We list some of the reasons for this.
- Financial products keep proliferating at a rapid pace.
- One needs a PhD to understand financial concepts, products, features, and regulations — loan amortization, debt to equity ratio, compounding, digital services, and so on.
- Millennials and Gen Z, an increasingly growing part of the sales workforce, turn over at a faster rate than older workers.
- Millennials and Gen Z have short attention spans. While Millennials have an attention span of 12 seconds, Gen Z has a “gnat” attention span of eight seconds, reports cultural intelligence company Sparks & Honey. They also hate training, preferring to “learn on the job” instead — 65% of Gen Z say so, according to Capita.
Verbatim: What financial services executives say about the state of sales
“We have a structural problem.
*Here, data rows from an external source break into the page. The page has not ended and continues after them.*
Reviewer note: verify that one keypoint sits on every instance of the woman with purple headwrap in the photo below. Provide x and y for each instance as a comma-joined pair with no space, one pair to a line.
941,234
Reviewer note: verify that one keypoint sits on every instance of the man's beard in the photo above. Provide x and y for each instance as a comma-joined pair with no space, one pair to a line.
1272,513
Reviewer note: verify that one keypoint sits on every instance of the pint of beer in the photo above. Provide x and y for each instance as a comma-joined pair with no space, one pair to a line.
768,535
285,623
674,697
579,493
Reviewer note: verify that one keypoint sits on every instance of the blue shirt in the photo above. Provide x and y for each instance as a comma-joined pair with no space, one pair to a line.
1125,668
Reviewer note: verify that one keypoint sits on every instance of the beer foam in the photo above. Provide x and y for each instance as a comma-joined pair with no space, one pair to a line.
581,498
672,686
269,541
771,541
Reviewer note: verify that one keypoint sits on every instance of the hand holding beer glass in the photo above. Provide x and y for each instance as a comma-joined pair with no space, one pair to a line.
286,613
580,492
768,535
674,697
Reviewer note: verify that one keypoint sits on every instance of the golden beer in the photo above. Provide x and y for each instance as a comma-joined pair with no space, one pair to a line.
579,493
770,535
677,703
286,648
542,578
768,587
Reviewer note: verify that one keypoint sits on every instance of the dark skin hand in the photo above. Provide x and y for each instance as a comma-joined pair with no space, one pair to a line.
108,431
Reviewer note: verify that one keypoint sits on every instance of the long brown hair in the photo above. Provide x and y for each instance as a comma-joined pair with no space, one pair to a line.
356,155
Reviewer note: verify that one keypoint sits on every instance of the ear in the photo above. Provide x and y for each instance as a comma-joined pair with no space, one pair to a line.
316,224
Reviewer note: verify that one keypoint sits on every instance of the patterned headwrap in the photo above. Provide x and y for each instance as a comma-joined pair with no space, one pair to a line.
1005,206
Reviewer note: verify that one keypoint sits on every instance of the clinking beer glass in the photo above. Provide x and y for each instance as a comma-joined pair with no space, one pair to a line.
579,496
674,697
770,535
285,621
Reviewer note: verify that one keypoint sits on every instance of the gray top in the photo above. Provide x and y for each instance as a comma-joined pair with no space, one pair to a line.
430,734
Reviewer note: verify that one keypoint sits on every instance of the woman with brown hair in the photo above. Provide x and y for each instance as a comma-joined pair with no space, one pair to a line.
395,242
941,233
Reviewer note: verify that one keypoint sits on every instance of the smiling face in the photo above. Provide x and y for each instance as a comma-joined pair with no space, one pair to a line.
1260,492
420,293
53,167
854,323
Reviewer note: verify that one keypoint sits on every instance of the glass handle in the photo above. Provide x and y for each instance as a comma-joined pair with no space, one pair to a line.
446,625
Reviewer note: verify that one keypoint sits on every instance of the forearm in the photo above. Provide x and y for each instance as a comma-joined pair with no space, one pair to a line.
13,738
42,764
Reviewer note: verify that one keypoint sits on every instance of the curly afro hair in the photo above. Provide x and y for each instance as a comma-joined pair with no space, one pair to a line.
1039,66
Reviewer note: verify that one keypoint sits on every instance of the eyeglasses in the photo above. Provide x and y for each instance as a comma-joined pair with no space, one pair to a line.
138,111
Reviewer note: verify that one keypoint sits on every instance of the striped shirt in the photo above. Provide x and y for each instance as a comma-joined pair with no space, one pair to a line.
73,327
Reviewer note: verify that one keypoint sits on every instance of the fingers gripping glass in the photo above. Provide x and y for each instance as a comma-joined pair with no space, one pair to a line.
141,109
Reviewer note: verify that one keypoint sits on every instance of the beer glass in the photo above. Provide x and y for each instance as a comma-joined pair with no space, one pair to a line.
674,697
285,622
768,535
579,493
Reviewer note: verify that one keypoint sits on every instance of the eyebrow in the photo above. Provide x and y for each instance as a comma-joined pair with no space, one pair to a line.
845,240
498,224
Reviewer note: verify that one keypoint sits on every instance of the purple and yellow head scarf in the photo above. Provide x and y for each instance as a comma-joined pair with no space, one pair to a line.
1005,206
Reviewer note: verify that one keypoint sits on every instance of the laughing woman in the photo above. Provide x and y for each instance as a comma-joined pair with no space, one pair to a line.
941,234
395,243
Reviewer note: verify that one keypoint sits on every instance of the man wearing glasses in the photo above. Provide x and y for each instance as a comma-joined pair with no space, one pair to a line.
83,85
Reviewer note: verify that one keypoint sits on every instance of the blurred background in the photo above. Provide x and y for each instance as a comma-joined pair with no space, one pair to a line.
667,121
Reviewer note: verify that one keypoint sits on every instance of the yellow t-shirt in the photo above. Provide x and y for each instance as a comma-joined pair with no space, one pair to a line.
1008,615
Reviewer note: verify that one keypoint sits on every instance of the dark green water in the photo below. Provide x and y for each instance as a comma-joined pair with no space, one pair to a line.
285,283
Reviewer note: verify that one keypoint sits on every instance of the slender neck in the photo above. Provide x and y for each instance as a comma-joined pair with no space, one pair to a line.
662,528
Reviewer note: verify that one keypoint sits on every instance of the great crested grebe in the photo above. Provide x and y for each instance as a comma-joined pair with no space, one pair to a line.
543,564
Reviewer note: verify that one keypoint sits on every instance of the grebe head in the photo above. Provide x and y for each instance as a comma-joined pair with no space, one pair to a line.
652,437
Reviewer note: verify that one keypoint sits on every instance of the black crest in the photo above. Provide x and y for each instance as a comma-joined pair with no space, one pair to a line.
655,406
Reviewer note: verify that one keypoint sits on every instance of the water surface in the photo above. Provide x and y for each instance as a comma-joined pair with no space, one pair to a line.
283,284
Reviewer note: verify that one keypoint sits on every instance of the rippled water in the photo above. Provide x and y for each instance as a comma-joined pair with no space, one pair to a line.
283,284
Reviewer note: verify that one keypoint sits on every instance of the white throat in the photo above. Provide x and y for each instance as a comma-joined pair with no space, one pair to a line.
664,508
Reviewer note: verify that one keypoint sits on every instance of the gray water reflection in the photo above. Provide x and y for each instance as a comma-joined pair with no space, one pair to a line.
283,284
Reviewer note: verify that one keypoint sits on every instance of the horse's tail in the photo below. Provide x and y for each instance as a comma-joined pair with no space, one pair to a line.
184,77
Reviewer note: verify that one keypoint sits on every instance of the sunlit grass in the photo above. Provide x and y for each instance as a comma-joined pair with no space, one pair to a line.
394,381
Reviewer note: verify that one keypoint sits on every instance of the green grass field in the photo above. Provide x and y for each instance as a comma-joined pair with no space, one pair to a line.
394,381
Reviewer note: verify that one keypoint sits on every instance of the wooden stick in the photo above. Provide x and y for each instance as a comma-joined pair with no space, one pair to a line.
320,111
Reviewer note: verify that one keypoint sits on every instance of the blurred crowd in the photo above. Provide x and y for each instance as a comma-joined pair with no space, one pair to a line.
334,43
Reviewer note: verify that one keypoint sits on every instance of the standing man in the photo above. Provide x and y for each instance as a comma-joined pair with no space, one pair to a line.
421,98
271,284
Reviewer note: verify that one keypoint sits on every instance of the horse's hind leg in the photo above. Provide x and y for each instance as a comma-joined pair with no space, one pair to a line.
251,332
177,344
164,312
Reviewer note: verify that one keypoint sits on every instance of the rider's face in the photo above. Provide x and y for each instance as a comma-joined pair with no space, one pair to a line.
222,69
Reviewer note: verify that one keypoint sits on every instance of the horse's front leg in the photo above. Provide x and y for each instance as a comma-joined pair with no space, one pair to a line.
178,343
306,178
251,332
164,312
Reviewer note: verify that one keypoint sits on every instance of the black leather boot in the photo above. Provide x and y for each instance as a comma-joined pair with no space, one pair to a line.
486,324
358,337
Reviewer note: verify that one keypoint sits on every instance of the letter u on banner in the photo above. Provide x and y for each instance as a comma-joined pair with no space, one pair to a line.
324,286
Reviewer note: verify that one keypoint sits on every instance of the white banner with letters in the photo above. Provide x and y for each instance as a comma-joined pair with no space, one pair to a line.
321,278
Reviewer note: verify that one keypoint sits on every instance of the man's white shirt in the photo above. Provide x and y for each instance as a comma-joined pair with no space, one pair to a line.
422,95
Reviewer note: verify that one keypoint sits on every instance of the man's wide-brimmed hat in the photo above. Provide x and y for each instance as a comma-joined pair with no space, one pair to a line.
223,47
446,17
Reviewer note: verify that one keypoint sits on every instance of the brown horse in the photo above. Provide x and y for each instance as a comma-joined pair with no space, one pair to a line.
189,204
Most of our young, financially struggling customers never encounter a banker skilled enough to help them. All the best bankers are decked against the affluent segment.”
“Every bank is worried about inappropriate sales practices and being the next Wells Fargo.”
“I have to be honest, most of our branch bankers are just order takers. We spend lots on training to move beyond that, but so far, we have not succeeded.”
“Our bank’s strategy is to advise our customers. The problem is we have not yet equipped our bankers to successfully deliver the strategy.”
It is evident that most banking sales reps have become either brute-force product pushers or passive order takers. Apart from generating bad publicity and mistrust in professional financial advice, they are also missing the golden opportunity to grab Millennial market share by getting them from woes to wellness with personalized advice.
Transforming financial sales and advice
You may have seen this with Uber and Lyft. Any driver is able to take you from Place A to Place B regardless of his or her navigational skills, thanks to GPS-enabled, real-time driving guidance. Likewise, in-band guidance during the sales interaction, powered by artificial intelligence and knowledge, provides step-by-step real-time conversational guidance to agents, making all sales agents — even novices — as good as the best.
Such AI-powered tools facilitate quality sales conversations that can be scaled cost-effectively. More specifically they automate conversations through a “banker bot” and augment agents, in the case of human-assisted advice, across channels, including digital, call center, and branch. That enables consumers to easily switch across channels during the course of conversations. Sales agents in turn have an omnichannel view of customers.
Unlike rigid scripts and brittle decision trees that break down when the customer takes the conversation in an unexpected direction, an AI-powered platform adapts to the conversation and, in some cases, can work with incomplete or imprecise data. This level of capability makes financial guidance and coaching available to price-sensitive, digital-first Millennials.
AI-guided sales and advice at work
Let us take the case of getting Millennials ready to buy a home. The AI advisor will guide the assessment session to recommend a prioritized action plan to the customer with successive next best steps (reducing debt, increasing their credit score, or saving for a larger down payment). The bot will also check in with customers as they execute their plan, encouraging progress and celebrating success. The process repeats until the customer is ready to buy a home and eager to discuss mortgage options. In other words, the real-time assessment guidance and ongoing coaching creates demand for the financial institution’s mortgage offerings.